Compression is the opposite. It’s the shortening of connective tissue while its being pressed together usually because this part of the body is reaching bone-on-bone.
Every yin yoga pose will bring either tension or compression to a different part of the body.
For example, in caterpillar pose (similar to paschimottanasana in an active class) the back body is under tension as the hamstrings and back muscles are lengthened in the forward fold. The front body is under compression with hip flexors shortening as the abdomen comes towards the legs.
Conversely, in saddle pose (similar to supta virasana in an active class) the front body is under tension as the quadriceps, abdomen, and chest lengthens and opens while the lower back and hamstrings are compressed.
Both poses are hugely beneficial to the body, especially when practiced together in a class, as they allow the connective tissue to explore its full range of motion. It’s important to note that working with tension and compression will create physical sensation in the body. This sensation can be intense and be challenging for students but is also the goal of the physical practice of yin yoga. Cueing students to use their breath to ease any feelings of discomfort can be helpful in guiding them through the practice.

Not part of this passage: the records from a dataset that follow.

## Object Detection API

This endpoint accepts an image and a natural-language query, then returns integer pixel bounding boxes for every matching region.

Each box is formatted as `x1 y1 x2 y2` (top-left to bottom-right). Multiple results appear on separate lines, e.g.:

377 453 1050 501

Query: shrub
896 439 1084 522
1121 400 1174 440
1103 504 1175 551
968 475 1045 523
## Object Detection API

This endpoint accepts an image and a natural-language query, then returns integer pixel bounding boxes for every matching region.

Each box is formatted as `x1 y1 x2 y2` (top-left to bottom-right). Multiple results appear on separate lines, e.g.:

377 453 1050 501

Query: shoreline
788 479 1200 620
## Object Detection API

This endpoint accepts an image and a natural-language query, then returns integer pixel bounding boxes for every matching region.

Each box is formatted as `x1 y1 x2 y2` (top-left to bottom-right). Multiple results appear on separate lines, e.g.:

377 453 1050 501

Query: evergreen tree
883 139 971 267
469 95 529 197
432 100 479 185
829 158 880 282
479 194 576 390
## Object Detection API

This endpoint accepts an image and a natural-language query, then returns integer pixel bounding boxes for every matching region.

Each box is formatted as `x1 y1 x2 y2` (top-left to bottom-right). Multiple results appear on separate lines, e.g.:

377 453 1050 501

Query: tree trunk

Yin Yoga – the Energetic + Emotional Practice
The Meridians + Yin Yoga
The physical practice is just one side of the overall focus of yin yoga. The other key piece of the yin practice is about the effect on a student’s energy and emotions– and again, it’s all about balance.
Traditional Chinese Medicine uses the ideas of meridians to reference the different energy channels within the body. When those channels are opened and balanced, the belief is that energy can move freely which leads to optimal health. When that energy gets stuck or stagnant, that’s when imbalance occurs which can lead to disease.
The poses in a yin yoga practice work to use tension and compression to target these meridians and help keep them open and balanced. And while this certainly contributes to physical health, it also has a profound effect on emotional health as well.
Feelings + Yin Yoga
It’s not uncommon for students to experience strong feelings during a yin class that can range from agitation to sadness to fear to joy. As students visit each pose and go deeper into the energetic layers of the body, stagnant emotions are released.
That’s why hip opening poses, quite literally, can cause tears and leave students thinking “what is happening and why am I crying?”. It’s important to know that while confusing at times, this is a normal experience in a yin class. Through connection to the breath, those pent up emotions can be released, leaving more room and space for new experiences and emotions to move freely.
Yin practice offers an opportunity for safe exploration of the inner workings of the emotional body. Learning to sit with feelings that are overwhelming and using the breath to become aware of and metabolize those emotions is a skill that can be improved upon each time a student moves through a yin yoga practice. Building self-compassion and resiliency during this time is a benefit of yin yoga that helps not only during practice, but in life as well.
Yin Yoga – Recap of the Basics
Like the practice itself, the question “what is yin yoga?” has many layers to its answer and warrants a deep dive into the practice itself (which, ps– I have a course for if you’re interested!).
But, if you’re looking for the elevator-pitch explanation of yin yoga, it can best be summed up by two key points:
It’s a passive physical practice of seated poses that target the connective tissue of the body through the exploration of balance between tension and compression
The physical practice aligns with the energetic systems of the body and can help with deep emotional connection and the releasing of stagnant energy.